The 1979 Festival featured operas from two British companies. Kent Opera made their only visit, following their successful incursion to Stirling with Orfeo. Scottish Opera produced their first staging of Eugene Onegin, as well as revivals of two of their very best productions, The Golden Cockerel and The Turn of the Screw.
With its track record of innovative productions, Kent Opera thoroughly deserved its invitation to perform in Edinburgh, even if some purists did complain about them performing a standard work like Traviata in English. Since their other Festival contribution, Gluck's Iphigénie en Tauride, was less often performed in Scotland the complaint was perhaps less valid in that case.

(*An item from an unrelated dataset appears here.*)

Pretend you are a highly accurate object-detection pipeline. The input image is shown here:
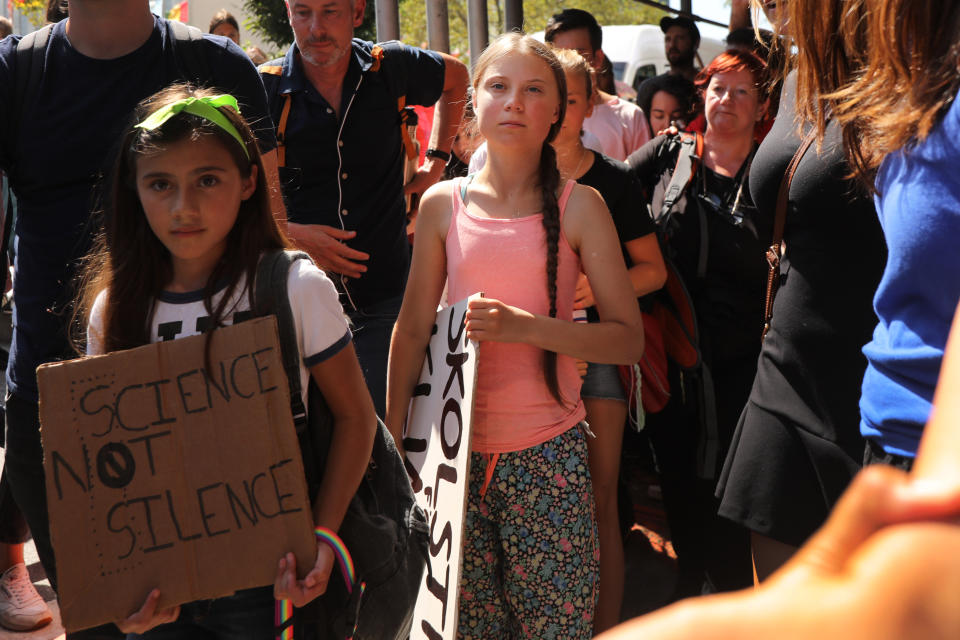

However, while the Gluck was almost entirely successful, the Verdi encountered problems. Jonathan Miller's new staging was, as always, meticulously worked out, and he had coached his heroine carefully to indicate realistic symptoms of TB. Sadly, by opening night, Jill Gomez, singing Violetta for the first time, was suffering from a dreadful cold, and the start was delayed. It did at last go ahead, and she gave a superbly-acted performance. However the sense of unease lasted throughout the evening.
Roger Norrington's interpretation was vigorous and dramatic, with an excellent supporting cast, notably Keith Lewis, Thomas Hemsley and William Shimell. Bernard Culshaw's designs were very different from his Scottish staging a decade earlier - much emphasis on shades of brown - almost sepia-tinted, and creating a strong sense of atmosphere.